So we can't talk about the past because of how it makes certain people feel? If it happened, it happened. If it didn't, it didn't.
You want to change the narrative around the bad shit? Find new heroes.
When the crimes of our past come up, acknowledge them. If you can't acknowledge that black people were mistreated without seeing it as an attack on white people, then point to the fact that there were white people in the fight for justice. Hell, why does the Republican party (who apparently thinks the parties never switched) get butt hurt over it? Pretty much the entire early Republican party were heroes of this story. Cassius Clay (abolitionist, not the boxer) is one of my favorites. The fact of the matter is as a nation we allowed slavery despite 'all men are created equal', we had segregation, etc. So did other countries. This isn't about us being worse than others, its about owning our past, good and bad.

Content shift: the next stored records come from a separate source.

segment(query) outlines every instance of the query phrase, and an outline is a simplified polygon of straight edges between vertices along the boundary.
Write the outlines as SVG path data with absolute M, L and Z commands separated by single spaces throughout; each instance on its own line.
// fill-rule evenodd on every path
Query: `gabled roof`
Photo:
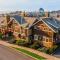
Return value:
M 60 21 L 55 18 L 45 18 L 42 19 L 49 27 L 51 27 L 55 32 L 60 30 Z
M 13 16 L 11 16 L 11 17 L 13 17 L 13 18 L 14 18 L 16 21 L 18 21 L 20 24 L 26 23 L 25 19 L 24 19 L 23 17 L 19 16 L 19 15 L 13 15 Z
M 32 24 L 31 26 L 36 25 L 40 21 L 44 22 L 54 32 L 58 32 L 58 30 L 60 30 L 60 21 L 55 18 L 39 18 L 37 19 L 37 22 Z

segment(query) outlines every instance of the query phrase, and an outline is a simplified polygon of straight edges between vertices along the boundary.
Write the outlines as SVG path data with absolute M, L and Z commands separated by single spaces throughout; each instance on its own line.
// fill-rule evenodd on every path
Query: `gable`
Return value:
M 43 21 L 39 21 L 36 26 L 42 30 L 42 31 L 50 31 L 50 32 L 54 32 L 54 30 L 52 28 L 50 28 L 47 24 L 45 24 Z

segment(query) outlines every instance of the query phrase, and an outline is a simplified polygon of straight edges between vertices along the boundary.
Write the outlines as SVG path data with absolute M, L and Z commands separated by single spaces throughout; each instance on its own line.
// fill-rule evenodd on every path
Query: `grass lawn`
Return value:
M 32 57 L 36 58 L 36 60 L 46 60 L 45 58 L 43 58 L 43 57 L 41 57 L 41 56 L 39 56 L 35 53 L 32 53 L 30 51 L 27 51 L 27 50 L 24 50 L 24 49 L 21 49 L 21 48 L 15 48 L 15 49 L 18 50 L 18 51 L 21 51 L 21 52 L 23 52 L 23 53 L 25 53 L 29 56 L 32 56 Z

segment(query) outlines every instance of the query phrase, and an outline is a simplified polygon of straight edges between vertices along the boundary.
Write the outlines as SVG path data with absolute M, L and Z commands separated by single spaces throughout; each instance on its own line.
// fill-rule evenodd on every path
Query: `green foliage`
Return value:
M 16 44 L 23 46 L 25 44 L 25 41 L 24 40 L 17 40 Z
M 48 53 L 48 54 L 52 54 L 56 49 L 57 49 L 57 45 L 49 48 L 49 49 L 47 50 L 47 53 Z
M 33 48 L 33 49 L 38 49 L 39 47 L 40 45 L 38 44 L 38 42 L 35 42 L 34 44 L 30 46 L 30 48 Z
M 14 44 L 14 43 L 16 43 L 16 40 L 11 39 L 11 40 L 9 40 L 8 42 L 11 43 L 11 44 Z
M 47 48 L 45 48 L 45 47 L 38 48 L 37 50 L 47 53 Z
M 37 54 L 35 54 L 35 53 L 32 53 L 32 52 L 30 52 L 30 51 L 27 51 L 27 50 L 25 50 L 25 49 L 21 49 L 21 48 L 15 48 L 15 49 L 17 49 L 17 50 L 19 50 L 19 51 L 21 51 L 21 52 L 23 52 L 23 53 L 25 53 L 25 54 L 28 54 L 28 55 L 36 58 L 37 60 L 45 60 L 45 58 L 43 58 L 43 57 L 41 57 L 41 56 L 39 56 L 39 55 L 37 55 Z
M 3 36 L 3 34 L 2 34 L 2 33 L 0 33 L 0 39 L 2 39 L 2 36 Z

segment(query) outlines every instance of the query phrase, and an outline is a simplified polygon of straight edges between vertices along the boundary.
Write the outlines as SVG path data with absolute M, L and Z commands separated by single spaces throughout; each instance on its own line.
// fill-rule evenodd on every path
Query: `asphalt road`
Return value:
M 19 53 L 18 51 L 0 45 L 0 60 L 35 60 L 32 57 Z

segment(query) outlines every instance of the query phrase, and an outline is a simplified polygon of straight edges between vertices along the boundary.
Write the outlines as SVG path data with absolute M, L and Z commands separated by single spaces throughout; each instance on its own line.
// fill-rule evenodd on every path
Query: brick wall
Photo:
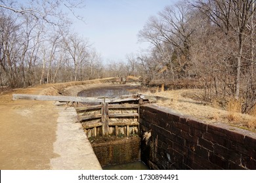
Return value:
M 152 106 L 140 109 L 142 160 L 154 169 L 256 169 L 256 133 Z

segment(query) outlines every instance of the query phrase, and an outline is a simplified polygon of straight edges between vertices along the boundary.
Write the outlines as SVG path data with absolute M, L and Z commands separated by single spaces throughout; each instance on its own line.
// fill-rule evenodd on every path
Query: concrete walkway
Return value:
M 101 169 L 74 108 L 12 99 L 45 90 L 56 92 L 46 84 L 0 94 L 0 169 Z
M 52 169 L 102 169 L 81 125 L 77 122 L 74 107 L 57 107 L 56 141 L 54 152 L 60 156 L 51 159 Z

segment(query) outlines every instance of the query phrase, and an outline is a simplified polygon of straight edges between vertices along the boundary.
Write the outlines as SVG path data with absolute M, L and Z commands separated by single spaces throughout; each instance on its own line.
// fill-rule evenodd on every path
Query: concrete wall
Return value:
M 256 133 L 142 106 L 142 160 L 154 169 L 256 169 Z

Now if lies are being taught...that needs to be corrected for sure. Facts are facts.
Letting schools teach you the 'we are always on the side of angels" version of history is bad. Why would you question your government if the past was so pristine?

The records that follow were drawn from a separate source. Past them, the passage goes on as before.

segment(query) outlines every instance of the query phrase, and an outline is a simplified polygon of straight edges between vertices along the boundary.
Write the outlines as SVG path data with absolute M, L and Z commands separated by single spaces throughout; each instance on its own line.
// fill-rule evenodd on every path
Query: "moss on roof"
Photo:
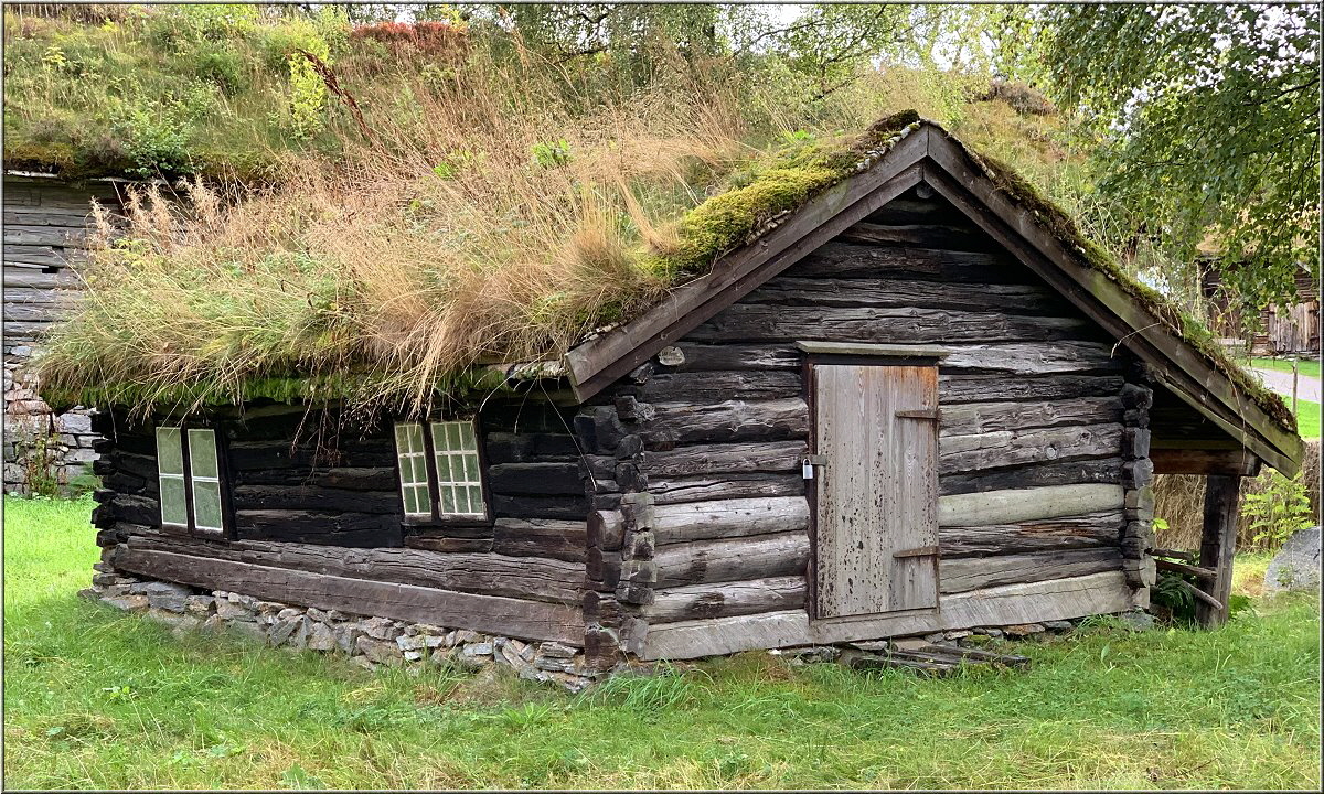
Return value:
M 996 157 L 973 151 L 957 138 L 937 127 L 953 144 L 965 151 L 993 185 L 1009 198 L 1025 206 L 1045 228 L 1068 250 L 1075 251 L 1080 261 L 1104 274 L 1140 303 L 1145 311 L 1158 319 L 1169 331 L 1188 343 L 1214 369 L 1227 376 L 1260 410 L 1288 433 L 1296 433 L 1296 417 L 1282 396 L 1267 389 L 1254 376 L 1233 361 L 1218 345 L 1213 332 L 1202 323 L 1182 312 L 1157 290 L 1145 286 L 1117 265 L 1117 261 L 1103 246 L 1086 237 L 1075 221 L 1061 206 L 1045 198 L 1029 181 Z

White guilt - What you are describing is realizing you are proud of a whitewashed America that never existed. So again...refocus. Admit the wrong, and be even prouder of the people who did right. Because there are people who loved this country enough to die to make it better. When just how evil slavery was gets glossed over, you do disservice to those who fought and died to stop it. When you try to ignore the Tulsa Race Massacre (among others) you ignore some of the tragedies some of our fellow Americans have had to endure. You can't really be proud of how far we've come if you don't know where we started.

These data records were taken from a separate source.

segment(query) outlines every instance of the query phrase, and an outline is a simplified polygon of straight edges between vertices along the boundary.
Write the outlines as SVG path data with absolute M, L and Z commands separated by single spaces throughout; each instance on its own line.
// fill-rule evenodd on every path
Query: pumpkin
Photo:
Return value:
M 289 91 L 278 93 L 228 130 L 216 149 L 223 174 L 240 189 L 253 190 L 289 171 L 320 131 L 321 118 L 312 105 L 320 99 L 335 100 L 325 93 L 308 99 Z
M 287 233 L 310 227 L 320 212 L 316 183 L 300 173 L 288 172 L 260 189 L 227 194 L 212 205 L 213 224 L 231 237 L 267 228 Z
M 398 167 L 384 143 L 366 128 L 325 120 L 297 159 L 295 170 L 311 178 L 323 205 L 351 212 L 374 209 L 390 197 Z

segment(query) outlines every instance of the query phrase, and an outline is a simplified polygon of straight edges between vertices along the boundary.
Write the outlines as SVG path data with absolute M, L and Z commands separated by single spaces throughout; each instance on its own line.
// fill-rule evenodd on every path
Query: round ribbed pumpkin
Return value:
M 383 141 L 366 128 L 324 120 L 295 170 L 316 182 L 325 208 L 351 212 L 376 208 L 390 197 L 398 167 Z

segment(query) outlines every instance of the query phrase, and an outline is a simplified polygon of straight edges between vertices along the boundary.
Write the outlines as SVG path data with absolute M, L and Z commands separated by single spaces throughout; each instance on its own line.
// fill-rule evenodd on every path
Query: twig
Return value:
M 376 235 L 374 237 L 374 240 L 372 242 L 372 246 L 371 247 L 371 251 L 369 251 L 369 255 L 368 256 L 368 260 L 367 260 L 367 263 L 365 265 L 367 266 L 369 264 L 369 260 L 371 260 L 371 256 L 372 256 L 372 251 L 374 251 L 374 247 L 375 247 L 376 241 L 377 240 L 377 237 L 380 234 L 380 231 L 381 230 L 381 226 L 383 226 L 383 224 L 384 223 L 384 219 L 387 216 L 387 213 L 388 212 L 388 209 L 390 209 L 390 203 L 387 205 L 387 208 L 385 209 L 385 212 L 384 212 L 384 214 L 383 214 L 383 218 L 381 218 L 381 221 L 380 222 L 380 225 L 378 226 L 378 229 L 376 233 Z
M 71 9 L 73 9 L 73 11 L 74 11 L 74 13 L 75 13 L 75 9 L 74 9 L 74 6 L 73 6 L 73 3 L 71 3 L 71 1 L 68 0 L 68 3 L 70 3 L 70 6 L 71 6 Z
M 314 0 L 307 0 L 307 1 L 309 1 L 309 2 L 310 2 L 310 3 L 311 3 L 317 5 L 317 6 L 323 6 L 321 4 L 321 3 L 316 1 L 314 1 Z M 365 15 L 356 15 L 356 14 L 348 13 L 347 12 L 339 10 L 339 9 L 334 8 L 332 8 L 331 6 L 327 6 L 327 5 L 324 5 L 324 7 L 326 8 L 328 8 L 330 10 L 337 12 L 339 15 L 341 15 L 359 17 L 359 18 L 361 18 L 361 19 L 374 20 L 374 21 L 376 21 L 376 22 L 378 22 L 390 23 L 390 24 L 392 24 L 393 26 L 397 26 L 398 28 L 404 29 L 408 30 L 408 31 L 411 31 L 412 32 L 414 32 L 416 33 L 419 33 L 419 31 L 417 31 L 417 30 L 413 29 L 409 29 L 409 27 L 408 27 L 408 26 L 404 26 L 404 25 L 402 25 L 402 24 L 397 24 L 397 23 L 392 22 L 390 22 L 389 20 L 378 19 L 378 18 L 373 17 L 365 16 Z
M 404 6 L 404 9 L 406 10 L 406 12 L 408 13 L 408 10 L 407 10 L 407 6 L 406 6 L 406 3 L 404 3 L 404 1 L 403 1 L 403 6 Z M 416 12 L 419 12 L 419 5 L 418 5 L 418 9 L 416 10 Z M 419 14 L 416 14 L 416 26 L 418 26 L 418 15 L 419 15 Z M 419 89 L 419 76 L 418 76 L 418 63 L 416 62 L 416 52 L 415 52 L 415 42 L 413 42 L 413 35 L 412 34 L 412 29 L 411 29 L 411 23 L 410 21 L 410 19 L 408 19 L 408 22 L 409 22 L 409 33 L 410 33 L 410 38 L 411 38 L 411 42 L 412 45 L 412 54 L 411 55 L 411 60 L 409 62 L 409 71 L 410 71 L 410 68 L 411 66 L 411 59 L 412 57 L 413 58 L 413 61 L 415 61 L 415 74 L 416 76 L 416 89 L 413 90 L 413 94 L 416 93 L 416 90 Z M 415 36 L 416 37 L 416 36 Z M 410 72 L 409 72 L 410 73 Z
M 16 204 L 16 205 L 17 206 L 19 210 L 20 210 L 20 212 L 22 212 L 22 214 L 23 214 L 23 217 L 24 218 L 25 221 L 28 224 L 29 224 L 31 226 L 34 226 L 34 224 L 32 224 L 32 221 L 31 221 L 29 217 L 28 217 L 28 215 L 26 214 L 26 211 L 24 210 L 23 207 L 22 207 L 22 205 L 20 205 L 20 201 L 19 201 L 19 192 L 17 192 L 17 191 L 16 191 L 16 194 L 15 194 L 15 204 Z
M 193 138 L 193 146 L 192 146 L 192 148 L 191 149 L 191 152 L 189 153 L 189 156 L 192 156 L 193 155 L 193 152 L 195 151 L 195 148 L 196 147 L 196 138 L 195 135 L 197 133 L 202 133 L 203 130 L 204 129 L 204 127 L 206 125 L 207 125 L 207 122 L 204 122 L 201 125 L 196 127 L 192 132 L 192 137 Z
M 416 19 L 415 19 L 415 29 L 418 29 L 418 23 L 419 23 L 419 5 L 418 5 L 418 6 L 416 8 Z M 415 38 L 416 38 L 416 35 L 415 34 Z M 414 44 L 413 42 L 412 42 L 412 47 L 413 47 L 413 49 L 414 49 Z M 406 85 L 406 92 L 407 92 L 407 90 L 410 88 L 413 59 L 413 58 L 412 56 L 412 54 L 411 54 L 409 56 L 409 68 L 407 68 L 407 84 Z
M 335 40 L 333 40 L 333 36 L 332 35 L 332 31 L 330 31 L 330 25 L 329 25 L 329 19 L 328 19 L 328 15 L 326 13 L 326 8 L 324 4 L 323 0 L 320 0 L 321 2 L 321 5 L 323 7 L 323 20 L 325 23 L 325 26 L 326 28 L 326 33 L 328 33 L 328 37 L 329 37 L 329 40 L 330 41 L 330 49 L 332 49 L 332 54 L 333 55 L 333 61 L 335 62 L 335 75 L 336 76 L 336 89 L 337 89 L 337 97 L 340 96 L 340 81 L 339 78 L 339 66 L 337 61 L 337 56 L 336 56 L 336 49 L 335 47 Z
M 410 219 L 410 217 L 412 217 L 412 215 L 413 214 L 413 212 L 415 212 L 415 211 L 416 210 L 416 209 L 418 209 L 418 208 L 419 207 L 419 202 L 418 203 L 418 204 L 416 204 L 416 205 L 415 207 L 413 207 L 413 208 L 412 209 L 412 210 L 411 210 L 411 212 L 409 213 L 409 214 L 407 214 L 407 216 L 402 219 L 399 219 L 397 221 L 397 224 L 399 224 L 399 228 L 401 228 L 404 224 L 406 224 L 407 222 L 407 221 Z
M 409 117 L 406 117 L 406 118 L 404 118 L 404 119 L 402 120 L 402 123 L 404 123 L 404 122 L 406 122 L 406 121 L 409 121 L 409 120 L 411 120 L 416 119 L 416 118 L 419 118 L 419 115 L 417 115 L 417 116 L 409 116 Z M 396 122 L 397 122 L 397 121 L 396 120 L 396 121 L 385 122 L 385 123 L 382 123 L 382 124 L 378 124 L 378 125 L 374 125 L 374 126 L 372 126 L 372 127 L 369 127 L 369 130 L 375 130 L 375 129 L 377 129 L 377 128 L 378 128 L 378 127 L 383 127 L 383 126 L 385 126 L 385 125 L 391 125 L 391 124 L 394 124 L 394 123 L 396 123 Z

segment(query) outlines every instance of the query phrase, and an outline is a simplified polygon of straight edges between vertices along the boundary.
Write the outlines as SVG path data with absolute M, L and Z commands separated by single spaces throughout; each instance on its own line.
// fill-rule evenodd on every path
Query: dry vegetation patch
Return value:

You can have American pride - but America includes all races. So if you want to remember your roots (German, Irish, Spanish, Greek, etc.) and take pride in that, awesome. But taking pride in being white is not that. White pride is taking pride in what you aren't.
A minority doing something to honor their differences (from the majority) and to try and take pride in that instead of feeling like an outsider or other has a different energy than the majority taking pride in what makes them different from minorities. I'm sorry, but it just does.